Weston v. Weston

35 Me. 360 | Me. | 1853

Wells, J.

— The note in suit is payable to William Weston, Jr. the plaintiff’s intestate, who with his mother, then Mary Weston, now Mary Horn, was administrator upon the estate of his father, William Weston.

It is said by the defendant, that the note in suit was inventoried as a part of the estate of William Weston. The note contained in the inventory is represented as bearing date in June, whereas the note in suit is dated in January, but in other respects they are alike. But in the settlement of the account of Wm. Weston, jr. in the probate office, in April, 1845, he charges the estate of his father with a note corresponding in date and in other particulars with the one in suit. It also appears, that the amount of the note was allowed in the settlement of the administration account by deducting it from his own note belonging to his father’s estate. This evidence is sufficient to show, that the note was the property of his father. The plaintiff represents the son and is bound by his admissions.

The note being the property of the father, the administrator of the son has no control over it, and can maintain no action upon it, except by the consent of the representatives of the father.

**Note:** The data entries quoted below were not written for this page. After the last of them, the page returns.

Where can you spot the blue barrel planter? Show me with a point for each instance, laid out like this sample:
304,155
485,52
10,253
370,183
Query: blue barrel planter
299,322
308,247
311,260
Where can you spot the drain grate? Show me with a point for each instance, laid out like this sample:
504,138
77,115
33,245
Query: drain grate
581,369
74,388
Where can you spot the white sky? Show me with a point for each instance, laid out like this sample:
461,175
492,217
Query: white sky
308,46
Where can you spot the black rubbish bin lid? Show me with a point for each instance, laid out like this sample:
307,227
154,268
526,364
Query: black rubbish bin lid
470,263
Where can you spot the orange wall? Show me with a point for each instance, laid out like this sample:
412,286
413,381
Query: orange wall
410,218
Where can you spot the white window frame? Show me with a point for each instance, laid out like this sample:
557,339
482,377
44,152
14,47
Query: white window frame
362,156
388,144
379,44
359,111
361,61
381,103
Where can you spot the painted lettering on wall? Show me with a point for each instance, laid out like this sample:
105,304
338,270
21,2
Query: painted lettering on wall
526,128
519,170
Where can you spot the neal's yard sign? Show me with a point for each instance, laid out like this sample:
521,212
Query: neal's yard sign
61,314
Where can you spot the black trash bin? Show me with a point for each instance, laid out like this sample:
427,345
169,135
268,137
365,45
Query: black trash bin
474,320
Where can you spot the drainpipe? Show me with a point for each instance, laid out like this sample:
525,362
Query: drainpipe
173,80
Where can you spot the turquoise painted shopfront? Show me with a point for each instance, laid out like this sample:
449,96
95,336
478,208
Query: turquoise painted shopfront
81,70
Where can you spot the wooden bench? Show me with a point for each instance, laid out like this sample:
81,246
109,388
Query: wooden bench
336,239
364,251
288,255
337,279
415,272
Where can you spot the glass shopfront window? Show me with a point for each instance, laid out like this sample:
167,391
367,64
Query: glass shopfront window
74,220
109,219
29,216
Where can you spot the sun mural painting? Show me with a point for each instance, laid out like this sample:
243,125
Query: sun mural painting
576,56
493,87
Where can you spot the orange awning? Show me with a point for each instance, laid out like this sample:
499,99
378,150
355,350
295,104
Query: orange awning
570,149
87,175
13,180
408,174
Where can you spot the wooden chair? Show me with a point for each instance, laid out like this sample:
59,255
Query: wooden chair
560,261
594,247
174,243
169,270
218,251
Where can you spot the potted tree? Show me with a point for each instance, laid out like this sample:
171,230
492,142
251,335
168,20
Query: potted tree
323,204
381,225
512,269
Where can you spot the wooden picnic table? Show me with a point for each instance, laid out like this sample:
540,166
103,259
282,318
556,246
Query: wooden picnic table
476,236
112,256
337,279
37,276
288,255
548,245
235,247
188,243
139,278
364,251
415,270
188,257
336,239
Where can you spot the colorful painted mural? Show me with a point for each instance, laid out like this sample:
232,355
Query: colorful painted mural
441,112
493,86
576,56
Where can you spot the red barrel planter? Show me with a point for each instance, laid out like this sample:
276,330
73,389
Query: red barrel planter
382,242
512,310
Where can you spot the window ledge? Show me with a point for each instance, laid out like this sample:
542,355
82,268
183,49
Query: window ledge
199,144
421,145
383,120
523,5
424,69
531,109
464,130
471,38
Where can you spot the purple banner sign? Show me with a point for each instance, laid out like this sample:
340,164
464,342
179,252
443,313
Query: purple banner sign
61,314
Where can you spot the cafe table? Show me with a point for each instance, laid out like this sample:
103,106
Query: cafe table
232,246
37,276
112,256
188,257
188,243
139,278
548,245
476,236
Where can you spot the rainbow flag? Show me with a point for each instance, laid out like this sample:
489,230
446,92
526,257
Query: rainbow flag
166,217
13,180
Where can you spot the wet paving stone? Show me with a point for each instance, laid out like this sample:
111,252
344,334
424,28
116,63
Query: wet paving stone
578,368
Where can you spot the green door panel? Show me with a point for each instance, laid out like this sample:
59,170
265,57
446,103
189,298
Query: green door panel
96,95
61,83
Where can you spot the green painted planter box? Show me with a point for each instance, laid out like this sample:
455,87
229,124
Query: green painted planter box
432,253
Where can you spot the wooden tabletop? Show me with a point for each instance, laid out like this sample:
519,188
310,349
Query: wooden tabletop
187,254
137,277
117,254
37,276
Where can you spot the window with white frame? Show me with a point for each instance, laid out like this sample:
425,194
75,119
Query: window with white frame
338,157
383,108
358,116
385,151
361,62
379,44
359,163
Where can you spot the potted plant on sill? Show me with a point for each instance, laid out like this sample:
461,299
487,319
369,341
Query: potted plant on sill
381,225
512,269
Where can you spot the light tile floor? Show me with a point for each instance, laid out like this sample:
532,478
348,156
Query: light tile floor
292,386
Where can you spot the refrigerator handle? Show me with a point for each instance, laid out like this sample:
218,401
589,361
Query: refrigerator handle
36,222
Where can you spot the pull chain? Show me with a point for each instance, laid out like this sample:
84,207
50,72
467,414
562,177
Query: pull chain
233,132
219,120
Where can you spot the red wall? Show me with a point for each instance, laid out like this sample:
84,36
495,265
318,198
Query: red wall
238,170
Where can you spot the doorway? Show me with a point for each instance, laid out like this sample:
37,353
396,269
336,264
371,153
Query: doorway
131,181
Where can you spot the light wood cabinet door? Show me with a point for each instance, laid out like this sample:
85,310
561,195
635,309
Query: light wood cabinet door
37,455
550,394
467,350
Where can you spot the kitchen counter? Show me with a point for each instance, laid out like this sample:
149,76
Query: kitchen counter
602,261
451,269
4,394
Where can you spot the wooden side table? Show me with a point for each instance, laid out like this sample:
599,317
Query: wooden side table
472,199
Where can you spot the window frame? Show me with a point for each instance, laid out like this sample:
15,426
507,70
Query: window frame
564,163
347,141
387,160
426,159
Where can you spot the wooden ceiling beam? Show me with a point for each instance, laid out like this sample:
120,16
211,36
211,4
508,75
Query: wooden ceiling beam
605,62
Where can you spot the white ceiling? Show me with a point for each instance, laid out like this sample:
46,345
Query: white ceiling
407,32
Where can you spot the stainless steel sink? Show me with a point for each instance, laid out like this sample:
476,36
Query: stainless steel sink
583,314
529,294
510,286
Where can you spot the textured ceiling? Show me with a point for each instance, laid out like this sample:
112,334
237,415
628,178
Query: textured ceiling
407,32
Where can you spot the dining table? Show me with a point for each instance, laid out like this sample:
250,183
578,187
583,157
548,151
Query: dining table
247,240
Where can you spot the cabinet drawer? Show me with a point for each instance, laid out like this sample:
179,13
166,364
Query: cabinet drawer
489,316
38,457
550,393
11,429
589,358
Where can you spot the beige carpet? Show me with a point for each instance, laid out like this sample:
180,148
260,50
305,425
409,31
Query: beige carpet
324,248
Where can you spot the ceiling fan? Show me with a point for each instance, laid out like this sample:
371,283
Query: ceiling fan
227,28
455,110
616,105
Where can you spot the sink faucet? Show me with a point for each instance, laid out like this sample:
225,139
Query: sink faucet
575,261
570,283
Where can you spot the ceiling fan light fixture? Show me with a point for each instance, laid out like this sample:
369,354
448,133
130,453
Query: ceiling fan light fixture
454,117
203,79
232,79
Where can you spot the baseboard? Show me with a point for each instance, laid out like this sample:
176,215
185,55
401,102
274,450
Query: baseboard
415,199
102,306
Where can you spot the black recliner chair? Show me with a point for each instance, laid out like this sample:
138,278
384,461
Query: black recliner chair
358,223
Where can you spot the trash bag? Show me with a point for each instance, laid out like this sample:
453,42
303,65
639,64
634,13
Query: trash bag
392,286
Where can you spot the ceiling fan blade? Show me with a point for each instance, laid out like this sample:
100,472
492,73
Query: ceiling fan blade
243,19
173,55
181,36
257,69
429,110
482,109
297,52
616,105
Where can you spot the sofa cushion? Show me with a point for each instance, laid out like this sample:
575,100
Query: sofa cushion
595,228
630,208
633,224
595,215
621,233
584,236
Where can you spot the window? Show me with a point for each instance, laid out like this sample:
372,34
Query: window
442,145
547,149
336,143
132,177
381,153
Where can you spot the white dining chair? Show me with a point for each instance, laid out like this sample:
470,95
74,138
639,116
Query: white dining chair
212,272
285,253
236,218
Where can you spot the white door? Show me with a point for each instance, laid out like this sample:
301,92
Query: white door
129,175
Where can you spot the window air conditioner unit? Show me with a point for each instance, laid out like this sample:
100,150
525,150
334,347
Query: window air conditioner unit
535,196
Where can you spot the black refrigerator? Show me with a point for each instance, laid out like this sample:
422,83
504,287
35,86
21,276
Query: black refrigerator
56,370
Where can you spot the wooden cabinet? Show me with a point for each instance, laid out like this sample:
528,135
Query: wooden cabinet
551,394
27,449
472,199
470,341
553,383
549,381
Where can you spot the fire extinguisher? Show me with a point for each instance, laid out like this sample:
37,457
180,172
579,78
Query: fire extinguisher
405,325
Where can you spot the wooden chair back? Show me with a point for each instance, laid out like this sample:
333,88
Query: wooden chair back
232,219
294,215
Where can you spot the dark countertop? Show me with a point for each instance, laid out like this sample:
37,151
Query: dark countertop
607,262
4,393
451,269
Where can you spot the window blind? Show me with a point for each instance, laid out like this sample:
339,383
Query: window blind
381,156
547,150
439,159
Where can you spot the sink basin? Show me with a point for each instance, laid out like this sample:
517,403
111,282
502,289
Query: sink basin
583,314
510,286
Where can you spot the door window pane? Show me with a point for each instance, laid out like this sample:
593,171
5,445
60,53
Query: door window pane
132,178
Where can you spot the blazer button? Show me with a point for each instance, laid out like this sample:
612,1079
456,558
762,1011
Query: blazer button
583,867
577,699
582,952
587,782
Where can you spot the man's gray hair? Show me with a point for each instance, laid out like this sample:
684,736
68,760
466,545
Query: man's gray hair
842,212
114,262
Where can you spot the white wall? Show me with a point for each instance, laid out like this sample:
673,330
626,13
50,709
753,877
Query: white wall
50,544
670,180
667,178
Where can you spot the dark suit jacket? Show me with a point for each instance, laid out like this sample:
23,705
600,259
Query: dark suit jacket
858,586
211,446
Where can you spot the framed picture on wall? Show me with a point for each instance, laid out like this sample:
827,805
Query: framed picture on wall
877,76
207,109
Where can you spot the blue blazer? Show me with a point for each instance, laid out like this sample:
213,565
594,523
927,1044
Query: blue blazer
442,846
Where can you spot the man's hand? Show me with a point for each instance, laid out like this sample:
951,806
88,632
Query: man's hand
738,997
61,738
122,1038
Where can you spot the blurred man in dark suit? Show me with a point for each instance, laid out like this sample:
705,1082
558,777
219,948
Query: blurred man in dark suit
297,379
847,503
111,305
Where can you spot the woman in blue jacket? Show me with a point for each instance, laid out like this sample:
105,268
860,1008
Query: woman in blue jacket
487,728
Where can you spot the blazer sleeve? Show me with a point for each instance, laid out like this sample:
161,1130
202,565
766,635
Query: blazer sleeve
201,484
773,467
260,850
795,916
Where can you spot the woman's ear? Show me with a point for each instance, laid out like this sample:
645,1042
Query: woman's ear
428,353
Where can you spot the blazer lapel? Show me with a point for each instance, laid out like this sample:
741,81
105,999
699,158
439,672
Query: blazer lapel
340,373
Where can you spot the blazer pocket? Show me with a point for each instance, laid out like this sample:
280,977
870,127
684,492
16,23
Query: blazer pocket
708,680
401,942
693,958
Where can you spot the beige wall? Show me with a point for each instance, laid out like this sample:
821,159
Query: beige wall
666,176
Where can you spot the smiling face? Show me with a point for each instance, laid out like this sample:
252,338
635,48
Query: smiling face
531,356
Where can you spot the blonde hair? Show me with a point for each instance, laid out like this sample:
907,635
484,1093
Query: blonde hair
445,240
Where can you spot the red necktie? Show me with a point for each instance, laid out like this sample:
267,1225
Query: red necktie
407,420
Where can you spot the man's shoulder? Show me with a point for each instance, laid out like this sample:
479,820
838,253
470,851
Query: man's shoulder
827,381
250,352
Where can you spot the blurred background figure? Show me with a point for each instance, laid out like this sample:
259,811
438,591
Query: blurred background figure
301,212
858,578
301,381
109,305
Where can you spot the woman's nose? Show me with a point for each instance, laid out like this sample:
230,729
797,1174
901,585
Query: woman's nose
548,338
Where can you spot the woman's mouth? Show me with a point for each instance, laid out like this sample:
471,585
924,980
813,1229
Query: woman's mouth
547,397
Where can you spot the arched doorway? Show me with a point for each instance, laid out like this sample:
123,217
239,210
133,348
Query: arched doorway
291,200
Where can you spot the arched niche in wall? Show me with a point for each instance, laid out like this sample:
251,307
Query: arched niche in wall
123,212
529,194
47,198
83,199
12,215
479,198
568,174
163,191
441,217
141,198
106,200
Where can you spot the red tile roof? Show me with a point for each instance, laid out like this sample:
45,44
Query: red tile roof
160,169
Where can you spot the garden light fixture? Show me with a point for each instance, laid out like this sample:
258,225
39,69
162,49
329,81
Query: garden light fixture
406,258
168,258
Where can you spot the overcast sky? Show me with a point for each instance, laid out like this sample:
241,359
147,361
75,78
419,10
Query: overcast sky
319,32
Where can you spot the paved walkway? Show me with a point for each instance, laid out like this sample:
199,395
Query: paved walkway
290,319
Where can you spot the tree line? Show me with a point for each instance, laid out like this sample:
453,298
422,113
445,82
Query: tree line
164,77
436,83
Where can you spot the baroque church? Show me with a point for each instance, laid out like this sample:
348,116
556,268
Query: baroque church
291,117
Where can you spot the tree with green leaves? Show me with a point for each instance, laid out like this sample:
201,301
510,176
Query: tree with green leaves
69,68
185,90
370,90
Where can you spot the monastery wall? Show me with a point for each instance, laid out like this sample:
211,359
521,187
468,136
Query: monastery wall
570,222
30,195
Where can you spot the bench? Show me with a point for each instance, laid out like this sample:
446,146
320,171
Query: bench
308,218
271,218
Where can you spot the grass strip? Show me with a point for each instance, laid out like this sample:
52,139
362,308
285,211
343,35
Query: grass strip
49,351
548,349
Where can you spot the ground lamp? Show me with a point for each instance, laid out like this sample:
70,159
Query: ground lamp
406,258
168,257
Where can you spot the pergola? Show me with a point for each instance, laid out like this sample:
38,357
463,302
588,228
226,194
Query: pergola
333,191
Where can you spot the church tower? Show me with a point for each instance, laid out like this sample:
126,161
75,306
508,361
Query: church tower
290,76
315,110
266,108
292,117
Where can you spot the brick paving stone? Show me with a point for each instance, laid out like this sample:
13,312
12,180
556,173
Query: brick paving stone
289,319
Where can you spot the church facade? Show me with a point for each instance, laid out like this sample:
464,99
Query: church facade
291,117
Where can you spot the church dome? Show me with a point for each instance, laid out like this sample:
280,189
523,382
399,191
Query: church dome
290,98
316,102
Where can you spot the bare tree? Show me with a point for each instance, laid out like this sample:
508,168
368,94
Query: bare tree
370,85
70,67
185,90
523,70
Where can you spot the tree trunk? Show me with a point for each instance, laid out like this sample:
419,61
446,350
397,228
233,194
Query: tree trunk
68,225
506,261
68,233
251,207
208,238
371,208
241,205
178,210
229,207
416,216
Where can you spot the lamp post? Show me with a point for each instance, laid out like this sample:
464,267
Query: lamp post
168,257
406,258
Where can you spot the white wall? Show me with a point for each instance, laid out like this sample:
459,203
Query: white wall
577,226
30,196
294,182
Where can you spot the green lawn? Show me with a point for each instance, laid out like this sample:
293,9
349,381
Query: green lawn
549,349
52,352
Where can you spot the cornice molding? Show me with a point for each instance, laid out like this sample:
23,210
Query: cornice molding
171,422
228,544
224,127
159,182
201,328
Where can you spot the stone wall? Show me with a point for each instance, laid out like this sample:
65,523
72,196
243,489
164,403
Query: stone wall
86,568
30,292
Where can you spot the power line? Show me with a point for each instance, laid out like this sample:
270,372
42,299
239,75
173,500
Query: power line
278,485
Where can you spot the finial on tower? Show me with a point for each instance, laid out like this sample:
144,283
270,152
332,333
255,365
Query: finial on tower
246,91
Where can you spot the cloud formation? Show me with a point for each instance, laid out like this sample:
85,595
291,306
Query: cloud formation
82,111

If the plaintiff’s intestate and his mother charged themselves in their administration account with the note against the defendant, when they had not collected it, it might thereby become their property. In their second account they do so charge themselves with the amount of the note, stating that it is still due. If the payment of the note under such circumstances would trausfer the title to it, and authorize the collection of it in the name of the plaintiff, the interest in it would belong to the mother and son, their property in it accruing to them as individuals, in consequence of the payment made by them. It would become the property of both, *364and either of them could receive payment of it, or discharge it. Mrs. Horn and her husband, Thomas Horn, have admitted by an instrument under seal, that the note was paid by the defendant to her late husband, William Weston, and they discharged the defendant from it. This they had a right to do, if she was a joint owner of the note with the plaintiff’s intestate, and such discharge would put an end to the action.

According to the agreement of the parties, judgment is to be rendered for the defendant.

Shepley, C. J., and Howard and Hathaway, J. J., concurred.